Volume 414: debated on Tuesday 23 October 1945

The text on this page has been created from Hansard archive content, it may contain typographical errors.

I should like now to deal with two questions of general financial policy. The first is the question of interest rates. In the Debate on the Address on 21st August, I said that I was exploring future possibilities in the field of cheaper money and lower interest rates. I had in mind the possibility of reducing not only the debt charge in the Budget, for that is of great importance, but also the cost of borrowing by industry and by public bodies, including local authorities. There is no sense, or so it seems to me—I hope no high authority will differ from me—in paying more than we must for the loan of money; and I have endeavoured to do my utmost to bring these rates down.
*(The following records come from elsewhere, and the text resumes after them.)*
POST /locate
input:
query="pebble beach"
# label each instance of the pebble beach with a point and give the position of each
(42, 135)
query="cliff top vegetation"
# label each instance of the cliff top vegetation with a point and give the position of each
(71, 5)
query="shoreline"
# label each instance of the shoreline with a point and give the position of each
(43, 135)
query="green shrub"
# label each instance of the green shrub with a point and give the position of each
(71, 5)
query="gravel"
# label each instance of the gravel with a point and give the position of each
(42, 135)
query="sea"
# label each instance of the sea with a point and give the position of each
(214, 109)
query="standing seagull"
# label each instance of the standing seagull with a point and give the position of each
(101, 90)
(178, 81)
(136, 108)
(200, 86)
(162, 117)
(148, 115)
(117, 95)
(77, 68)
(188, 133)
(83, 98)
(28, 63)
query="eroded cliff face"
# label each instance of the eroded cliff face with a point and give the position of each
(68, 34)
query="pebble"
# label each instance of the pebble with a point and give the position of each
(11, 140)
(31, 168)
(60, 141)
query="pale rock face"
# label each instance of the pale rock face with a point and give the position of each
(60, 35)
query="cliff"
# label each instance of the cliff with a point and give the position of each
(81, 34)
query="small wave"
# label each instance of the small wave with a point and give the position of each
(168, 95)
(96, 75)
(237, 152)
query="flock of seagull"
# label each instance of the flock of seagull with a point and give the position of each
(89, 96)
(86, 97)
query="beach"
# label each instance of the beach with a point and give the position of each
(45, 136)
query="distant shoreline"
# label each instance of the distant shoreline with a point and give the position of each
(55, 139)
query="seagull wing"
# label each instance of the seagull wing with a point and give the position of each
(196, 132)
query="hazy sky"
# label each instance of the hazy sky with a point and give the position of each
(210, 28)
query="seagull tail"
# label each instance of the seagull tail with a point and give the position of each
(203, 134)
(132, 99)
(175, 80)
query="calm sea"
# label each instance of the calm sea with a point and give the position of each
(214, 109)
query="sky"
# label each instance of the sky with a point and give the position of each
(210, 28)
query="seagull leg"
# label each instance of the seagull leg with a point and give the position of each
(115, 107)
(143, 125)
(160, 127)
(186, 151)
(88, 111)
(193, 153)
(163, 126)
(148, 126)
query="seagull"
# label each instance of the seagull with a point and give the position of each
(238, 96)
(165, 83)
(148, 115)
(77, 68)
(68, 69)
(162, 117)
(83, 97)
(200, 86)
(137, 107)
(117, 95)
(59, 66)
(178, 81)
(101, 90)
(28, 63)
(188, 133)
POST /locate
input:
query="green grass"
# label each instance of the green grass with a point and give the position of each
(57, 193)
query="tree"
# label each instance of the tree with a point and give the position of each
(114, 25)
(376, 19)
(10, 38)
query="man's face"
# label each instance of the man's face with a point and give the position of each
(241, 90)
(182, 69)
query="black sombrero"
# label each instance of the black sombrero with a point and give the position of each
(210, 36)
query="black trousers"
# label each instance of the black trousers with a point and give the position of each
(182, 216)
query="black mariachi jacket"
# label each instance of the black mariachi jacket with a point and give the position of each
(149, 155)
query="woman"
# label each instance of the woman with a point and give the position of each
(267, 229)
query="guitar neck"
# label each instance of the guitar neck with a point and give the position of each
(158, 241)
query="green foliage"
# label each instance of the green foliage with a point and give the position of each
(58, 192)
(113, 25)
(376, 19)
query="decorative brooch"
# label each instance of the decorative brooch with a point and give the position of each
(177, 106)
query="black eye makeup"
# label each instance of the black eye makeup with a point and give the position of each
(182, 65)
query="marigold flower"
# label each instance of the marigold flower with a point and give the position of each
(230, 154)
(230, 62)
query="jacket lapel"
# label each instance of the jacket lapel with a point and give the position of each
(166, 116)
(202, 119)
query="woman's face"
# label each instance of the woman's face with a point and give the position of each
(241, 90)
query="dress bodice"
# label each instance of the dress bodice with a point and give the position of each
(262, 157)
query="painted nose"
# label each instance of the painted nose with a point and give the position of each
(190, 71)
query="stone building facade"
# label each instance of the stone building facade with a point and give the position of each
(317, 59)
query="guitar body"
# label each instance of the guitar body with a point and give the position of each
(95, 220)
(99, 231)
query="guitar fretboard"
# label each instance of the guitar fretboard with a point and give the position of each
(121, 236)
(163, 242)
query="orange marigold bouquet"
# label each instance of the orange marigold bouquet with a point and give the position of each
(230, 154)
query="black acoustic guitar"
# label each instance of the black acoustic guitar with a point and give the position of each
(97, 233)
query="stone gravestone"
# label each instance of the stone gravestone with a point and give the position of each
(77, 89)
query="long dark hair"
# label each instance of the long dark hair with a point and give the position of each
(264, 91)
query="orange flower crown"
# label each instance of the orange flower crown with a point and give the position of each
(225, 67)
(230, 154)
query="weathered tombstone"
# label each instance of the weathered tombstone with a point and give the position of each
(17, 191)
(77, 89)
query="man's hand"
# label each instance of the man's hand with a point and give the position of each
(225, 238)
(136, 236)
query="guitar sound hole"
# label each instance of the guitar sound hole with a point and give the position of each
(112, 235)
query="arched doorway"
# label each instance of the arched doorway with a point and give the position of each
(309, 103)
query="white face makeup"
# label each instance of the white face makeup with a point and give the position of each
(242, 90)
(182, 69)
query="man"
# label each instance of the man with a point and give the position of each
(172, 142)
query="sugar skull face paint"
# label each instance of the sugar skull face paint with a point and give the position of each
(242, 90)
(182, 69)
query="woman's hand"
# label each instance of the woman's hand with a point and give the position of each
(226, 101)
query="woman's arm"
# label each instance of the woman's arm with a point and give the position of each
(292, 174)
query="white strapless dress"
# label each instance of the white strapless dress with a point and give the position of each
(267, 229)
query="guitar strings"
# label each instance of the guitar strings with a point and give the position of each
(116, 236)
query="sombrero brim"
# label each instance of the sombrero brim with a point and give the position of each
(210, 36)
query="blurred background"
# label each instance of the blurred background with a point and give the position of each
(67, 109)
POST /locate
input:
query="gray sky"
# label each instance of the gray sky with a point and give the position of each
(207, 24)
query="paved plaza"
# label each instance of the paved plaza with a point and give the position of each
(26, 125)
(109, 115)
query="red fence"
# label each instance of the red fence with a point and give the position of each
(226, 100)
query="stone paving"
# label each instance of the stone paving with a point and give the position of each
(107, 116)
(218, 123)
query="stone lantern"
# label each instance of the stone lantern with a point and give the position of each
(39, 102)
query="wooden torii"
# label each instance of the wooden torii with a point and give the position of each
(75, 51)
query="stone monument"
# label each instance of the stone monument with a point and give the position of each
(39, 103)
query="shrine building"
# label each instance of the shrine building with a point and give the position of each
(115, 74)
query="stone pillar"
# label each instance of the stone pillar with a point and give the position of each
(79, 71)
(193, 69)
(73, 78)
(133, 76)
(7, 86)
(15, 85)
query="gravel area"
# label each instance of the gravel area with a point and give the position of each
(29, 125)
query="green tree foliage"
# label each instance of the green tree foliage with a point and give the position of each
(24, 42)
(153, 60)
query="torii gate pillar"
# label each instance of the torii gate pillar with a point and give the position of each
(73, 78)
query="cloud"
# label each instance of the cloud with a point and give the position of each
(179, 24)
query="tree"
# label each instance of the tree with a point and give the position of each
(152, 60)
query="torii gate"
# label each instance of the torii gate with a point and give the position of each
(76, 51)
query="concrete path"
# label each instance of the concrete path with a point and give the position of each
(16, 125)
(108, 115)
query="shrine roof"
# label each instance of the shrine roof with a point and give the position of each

I shall say a word in detail in a moment.

The problem differs accordingly as we are dealing with short-term or long-term borrowing, and I have begun by concentrating my attention and my efforts on the short-term rates. On the present volume of the Floating Debt, composed, as the Committee will realise, of Treasury Bills, Treasury Deposit Receipts and Ways and Means Advances, the annual interest charge to the Exchequer is£66,000,000 a year, or was so running till last Friday. A good deal of this represents interest paid on funds held by Government Departments; but none the less there is a net gain to the public finances from any substantial saving on that interest-charge. I have discussed this question with the Governor of the Bank of England, and he has discussed it with the Chairmen of the Clearing Banks; and, as a result, I am glad to say that, as the Committee will already know, adjustments in short-term interest rates have now been made—they were made last week and have been announced—which have reduced the rate on Treasury Bills from about 1 per cent. to about ½ per cent., and the rate on Treasury Deposit Receipts from 1⅛ per cent. to ⅝ per cent.—a reduction of ½ per cent. in each case. This change, which has been made with the co-operation of the Bank of England and the Clearing Banks, and was announced last Friday, will mean a saving to the Exchequer for interest, on the present volume of Floating Debt, of some £32,000,000 a year out of the total of £66,000,000. In other words, we shall nearly cut the charge in half.

After this—as I think—hopeful beginning with short-term rates, I shall now turn my attention, in consultation with my advisers, to the possibility of securing lower middle-term and long-term interest rates; but I shall do nothing here to hinder—indeed, on the contrary, I hope that what I am saying now will assist rather than hinder—the success of the National Savings Thanksgiving Weeks which are being held until the end of November in various parts of the country. Our present tap issues will run on during that time; the terms will not be changed. Thereafter, when I feel my hands free, when the Thanksgiving Campaign is over, the terms of lending maybecome less attractive; and this reflection should dispose any person who is in doubt what to do with his money, with his "liquid resources" as they are sometimes called—speaking in a financial sense, of course—to lend these to the Treasury without imprudent delay.

It is perhaps unnecessary for me to add that if the Government should at any time decide to reduce the interest on new issues, such reduction would not affect the terms of existing loans made before the date of the change. That applies not only to the market issues—"tap"issues, as we sometimes call them, again speaking in a financial sense—but to Savings Certificates and to Defence Bonds, and also to deposits in the Post Office Savings Bank.